Strona główna » Newsy » CD-Action nr 12/2021 (327)

CD-Action nr 12/2021 (327)


Opublikowano: 19/10/2021 | Autor: Avok

CD-Action nr 327 od dziś w sprzedaży. Nabyłem, sprawdziłem, może być. A teraz garść szczegółów, parę pochwał i jedna nagana.

Kilka zapowiedzi i testów przedpremierowych plus 32 recenzje – to zawartość growa bieżącego numeru. Okładkowy Battlefield 2042 został przetestowany na miesiąc przed premierą i zrobił dobre wrażenie na Krigorze. Ja nie zagram, więc przeskoczyłem od razu do recenzji. A tam siedem produkcji ze znakiem jakości, z najwyżej ocenionymi (9/10) Lost Judgement i Kena: Bridge of Spirits. Czyli bez niespodzianek. „Dziewiątkę” dostał także Cyberpunk Red, ale to gra fabularna. Ciekawostką niech będzie fakt, że przebój ostatnich dni – Far Cry 6 – doczekał się największej recenzji, ale zasłużył „jedynie” na siedem oczek. I co więcej, jak relacjonował mi ostatnio Junior, gra na świecie zdobywa większość ocen w tych granicach. Tak więc User Jama ze swoim 95% w Pixelu chyba mocno odpłynął. Ale że to spec od przygodówek, a do opisania wcisnęli mu grę akcji, można mu wybaczyć 😉 Dla porządku dodam, że w ramach Kaszanki Zone w najnowszym CDA najniżej oceniono Rico London (2/10). A Kaszanka, cóż, pojawia się i znika.

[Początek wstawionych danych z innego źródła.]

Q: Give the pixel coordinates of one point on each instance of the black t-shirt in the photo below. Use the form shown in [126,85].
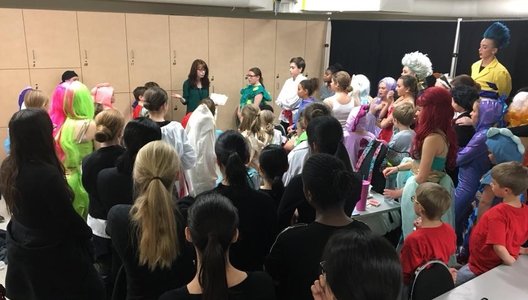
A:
[91,166]
[293,198]
[114,188]
[257,226]
[257,286]
[294,259]
[143,283]
[464,133]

Publicystyka wita historią dyskietki by Smuggler. Nie wiedziałem, że można o tym napisać sześć stron, ale potwierdzam – można. Znacznie skromniej (choć zakładam się że równie ciekawie) prezentuje się kolejna historia, tym razem fotofonu. Wpadł mi w oko także tekst o sequelach, które miały być całkowicie innymi grami, ale „podczepiły się” pod tytuły, które odniosły sukces. Ciekawe, ciekawe… Doceniam także tekst o Diunie, po czym i tak przesuwam go na koniec kolejki. Nigdy jakoś nie przepadałem za tym pełnym piachu uniwersum.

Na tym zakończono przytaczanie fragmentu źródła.